Solo eran enormes montones de tierra y piedra fina que se erguían como pequeñas
montañas en pleno centro del poblado. Otros, en el nacimiento de los caminos
principales, guiaban el paso de los caminantes.
Todas
las tardes dichos lugares se poblaban de niños que subían y bajaban,
alborozados, imaginando divertidos mundos y escenarios fantásticos para sus
aventuras, que se encontraban ahí, a unos metros de sus casas.
Estos
montecillos, a lo lejos, también servían como punto de referencia para los que
transitaban a pie los caminos viejos del caluroso valle a mediados del siglo
veinte.
Durante
la época de lluvias se vestían de verde contrastando con las áridas calles de
la población. Entonces, el sonido característico de los insectos y otras
pequeñas especies que sobre ellos vivían se dejaba oír, hasta muy lejos,
durante la tarde y la noche.
Los
visitantes eran invitados a subir a ellos para observar una buena vista sobre
todo el valle de Ixcaquixtla. Eran un
práctico mirador natural.
También
fueron escenario de leyendas de aparecidos, crímenes y episodios sangrientos.

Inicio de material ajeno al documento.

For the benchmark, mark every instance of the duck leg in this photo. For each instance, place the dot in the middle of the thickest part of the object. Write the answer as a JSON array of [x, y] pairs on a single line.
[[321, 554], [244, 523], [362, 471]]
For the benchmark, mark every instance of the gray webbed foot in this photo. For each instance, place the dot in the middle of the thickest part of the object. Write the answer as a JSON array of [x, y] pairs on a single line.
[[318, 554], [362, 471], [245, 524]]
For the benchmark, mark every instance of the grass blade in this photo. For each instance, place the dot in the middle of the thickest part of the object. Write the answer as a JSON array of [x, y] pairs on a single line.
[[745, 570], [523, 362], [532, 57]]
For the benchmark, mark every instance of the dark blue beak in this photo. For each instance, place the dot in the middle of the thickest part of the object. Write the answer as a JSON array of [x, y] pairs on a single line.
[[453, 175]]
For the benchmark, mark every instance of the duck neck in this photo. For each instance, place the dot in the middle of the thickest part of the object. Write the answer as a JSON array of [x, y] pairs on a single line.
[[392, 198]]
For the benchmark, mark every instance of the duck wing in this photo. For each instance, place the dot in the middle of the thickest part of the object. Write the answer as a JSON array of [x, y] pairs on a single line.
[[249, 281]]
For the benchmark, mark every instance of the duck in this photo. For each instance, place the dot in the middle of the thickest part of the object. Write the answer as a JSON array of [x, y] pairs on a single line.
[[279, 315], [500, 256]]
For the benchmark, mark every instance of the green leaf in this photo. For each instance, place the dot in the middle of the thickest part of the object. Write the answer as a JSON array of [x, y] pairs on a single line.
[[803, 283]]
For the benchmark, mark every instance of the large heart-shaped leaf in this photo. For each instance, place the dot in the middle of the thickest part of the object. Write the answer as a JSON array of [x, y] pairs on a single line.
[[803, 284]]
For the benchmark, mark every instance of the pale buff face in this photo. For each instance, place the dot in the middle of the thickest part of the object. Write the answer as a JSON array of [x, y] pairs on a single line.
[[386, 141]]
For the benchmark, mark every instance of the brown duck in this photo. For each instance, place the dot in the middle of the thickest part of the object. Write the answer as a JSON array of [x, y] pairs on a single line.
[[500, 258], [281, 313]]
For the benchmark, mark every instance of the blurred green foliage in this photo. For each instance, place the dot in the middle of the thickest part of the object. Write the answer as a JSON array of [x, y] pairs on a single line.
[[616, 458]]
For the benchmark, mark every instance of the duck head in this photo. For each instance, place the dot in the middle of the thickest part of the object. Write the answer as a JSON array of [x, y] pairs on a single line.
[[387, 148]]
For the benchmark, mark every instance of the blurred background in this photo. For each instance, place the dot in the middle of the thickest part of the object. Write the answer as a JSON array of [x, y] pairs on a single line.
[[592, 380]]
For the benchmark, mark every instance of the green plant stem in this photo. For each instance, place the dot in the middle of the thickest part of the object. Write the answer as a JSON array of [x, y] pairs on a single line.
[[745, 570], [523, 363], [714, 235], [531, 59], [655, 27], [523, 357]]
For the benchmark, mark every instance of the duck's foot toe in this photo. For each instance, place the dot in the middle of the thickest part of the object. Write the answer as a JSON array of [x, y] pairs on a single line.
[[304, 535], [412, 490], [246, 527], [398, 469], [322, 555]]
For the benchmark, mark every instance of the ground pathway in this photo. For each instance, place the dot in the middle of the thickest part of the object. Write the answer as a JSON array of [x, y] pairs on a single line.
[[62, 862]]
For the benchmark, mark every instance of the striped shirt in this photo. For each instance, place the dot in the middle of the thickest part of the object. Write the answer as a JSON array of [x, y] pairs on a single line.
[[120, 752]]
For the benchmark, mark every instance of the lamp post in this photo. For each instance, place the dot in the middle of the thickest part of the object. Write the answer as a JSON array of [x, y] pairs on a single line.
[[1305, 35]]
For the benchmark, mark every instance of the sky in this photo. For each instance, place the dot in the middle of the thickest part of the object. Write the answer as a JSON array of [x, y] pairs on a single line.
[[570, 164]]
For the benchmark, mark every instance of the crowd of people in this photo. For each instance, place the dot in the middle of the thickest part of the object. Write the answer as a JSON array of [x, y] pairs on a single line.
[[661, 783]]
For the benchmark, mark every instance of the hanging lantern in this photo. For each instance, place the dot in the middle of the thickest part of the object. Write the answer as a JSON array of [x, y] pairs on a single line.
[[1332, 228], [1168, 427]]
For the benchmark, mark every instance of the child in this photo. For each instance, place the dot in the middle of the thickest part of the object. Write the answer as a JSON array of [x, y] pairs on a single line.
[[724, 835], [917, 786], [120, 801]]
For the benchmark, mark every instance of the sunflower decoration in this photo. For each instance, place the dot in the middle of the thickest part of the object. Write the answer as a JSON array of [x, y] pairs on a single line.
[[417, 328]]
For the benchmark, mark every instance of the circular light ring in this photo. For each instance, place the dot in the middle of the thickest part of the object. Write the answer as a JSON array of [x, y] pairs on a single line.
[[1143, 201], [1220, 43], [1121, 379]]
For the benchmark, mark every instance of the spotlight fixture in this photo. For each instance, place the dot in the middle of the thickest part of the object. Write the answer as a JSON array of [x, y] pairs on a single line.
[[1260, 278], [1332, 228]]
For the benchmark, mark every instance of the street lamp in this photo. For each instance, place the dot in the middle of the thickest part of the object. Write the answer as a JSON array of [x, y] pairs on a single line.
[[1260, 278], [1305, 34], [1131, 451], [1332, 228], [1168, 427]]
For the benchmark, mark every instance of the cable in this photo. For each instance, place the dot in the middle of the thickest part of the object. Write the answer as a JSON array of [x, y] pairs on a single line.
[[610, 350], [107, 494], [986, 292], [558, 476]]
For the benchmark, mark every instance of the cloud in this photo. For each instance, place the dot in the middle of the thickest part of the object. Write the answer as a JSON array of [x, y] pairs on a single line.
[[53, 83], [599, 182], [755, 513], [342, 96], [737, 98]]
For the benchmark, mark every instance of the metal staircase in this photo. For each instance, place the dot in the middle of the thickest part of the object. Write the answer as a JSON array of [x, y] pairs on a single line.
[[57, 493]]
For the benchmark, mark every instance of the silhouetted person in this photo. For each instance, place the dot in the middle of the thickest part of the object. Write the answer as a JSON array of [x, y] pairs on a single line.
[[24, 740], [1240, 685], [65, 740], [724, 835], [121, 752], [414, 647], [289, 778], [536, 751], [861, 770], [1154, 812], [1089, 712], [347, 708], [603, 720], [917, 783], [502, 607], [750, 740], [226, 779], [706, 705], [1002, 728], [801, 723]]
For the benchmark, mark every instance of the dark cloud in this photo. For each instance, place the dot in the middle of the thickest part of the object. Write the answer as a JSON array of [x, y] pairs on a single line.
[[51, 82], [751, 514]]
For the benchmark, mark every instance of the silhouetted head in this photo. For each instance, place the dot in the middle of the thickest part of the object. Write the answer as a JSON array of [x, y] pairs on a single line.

Pero el olvido y la ignorancia hicieron que
unas mentes torpes ejecutaran su destrucción, sin respetar su utilidad ni sus
siglos de existencia. Se impuso la inconciencia para permitir que las enormes
máquinas de los constructores los arrasaran y después trasladaran lejos sus
materiales.
“Triple
utilidad” –dijeron- “servirán para rellenar caminos. Además, los terrenos
despejados servirán para hacer construcciones útiles y finalmente el pueblo mejorará,
porque nos quitaremos de enfrente unos montecillos feos, propios de un pueblo
atrasado, que solo sirven para ser nido de alimañas,”
Lastimosamente,
entre las fauces de acero de las excavadoras, que arrasaban y rompían las
construcciones, emergieron vestigios asombrosos de una cultura milenaria:
Vasijas, esculturas de piedra, collares de jade, huesos labrados, cámaras
mortuorias decoradas con extrañas figuras y colores luminosos.
Y
así fue como la gente del pueblo supo que esas pequeñas colinas donde jugaban
sus hijos eran tumbas, templos, lugares sagrados, hechuras de hombres
civilizados, desconocidos para nosotros, pero que representaban un pasado digno
y motivo de orgullo para sus descendientes. Asombrados, los adultos y los niños
de ese entonces, sentimos que algo de esos antiguos hombres habíamos heredado.
Aun así, no todos sintieron dolor
por la herencia perdida. Para muchos solo fueron testigos mudos de un pasado oprobioso que
delataban nuestra raíz indígena, algo innombrable entre la población desculturizada.
El paso del tiempo se impone y nos dice que el daño hecho ya no tiene remedio pero la memoria colectiva nos dice
que todo esto fueron nuestros teteles.